Graph coloring with exactly k-colors

Question

The chromatic polynomial $P(G,k)$ counts all vertex colorings with $k$ or fewer colors.

But is there a polynomial that can count vertex colorings with exactly $k$ colors?

If you simply take the difference $P(G,k) - P(G,k-1)$, the degeneracy of color-set choices is not taken into account.
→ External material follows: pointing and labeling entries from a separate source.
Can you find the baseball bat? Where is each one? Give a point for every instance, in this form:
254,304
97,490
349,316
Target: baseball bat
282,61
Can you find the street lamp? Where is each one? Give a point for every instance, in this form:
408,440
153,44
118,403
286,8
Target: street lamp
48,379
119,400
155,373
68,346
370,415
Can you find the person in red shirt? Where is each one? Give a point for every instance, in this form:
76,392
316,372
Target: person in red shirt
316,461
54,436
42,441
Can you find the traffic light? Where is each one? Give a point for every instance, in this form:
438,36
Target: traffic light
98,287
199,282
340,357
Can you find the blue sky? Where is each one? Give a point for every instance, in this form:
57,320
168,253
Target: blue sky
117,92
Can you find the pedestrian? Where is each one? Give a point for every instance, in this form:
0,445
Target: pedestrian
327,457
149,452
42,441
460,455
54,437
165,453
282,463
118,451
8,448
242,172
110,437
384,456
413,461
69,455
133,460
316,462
For example, with $k$=4 colors, the many ways of selecting a set of 3 colors (from 4 possible) each constitute a distinct color palette, but are only deducted once using the above technique.

Perhaps you just take this into account in a straightforward way?

Answer 1

If we name the hypothetical function $f_G(k)$ then we see that $$\chi_G(k) = \sum_{i=0}^{k} \binom{k}{i} f_G(i)$$

If $f_G$ is a polynomial, $f_G(x) = \Theta(x^a)$ for some $a$, then $\chi_G(2x)$ has a term $\binom{2x}{x} f_G(x)$, and in particular is not bounded by any polynomial. In fact, we can conclude that $f_G(x)$ must be asymptotically bounded by $a^{-x}$ for some $a > 1$.

An alternative perspective is to note that if $k > V$ then $f_G(k) = 0$. The only polynomial which has infinitely many roots is $P(x) = 0$.

Either way, we see that $f_G(k)$ is not a polynomial.

Answer 2

Let $S \subseteq \{1,2,3,4\}=S_0$, and let $P_S$ be the number of proper colorings of $G$ that use either $S$ or a subset of $S$. Let $P'_S$ be the number of proper colorings of $S$ that use all of $S$ ie., every color of $S$ is used in the coloring.

Then by Inclusion-Exclusion:

$$P'_{S_0} = P_{S_0} -\sum_{S: |S|=3} P_S + \sum_{S: |S|=2} P_S - \sum_{S: |S|=1} P_S$$

or to use the notation in the statement of the problem, where $P'(G,k)$ is the number of colourings of $G$ that use all $k$ colors:

$$P'(G,4) = P(G,4)-4P(G,3)+6P(G,2)-4P(G,1)$$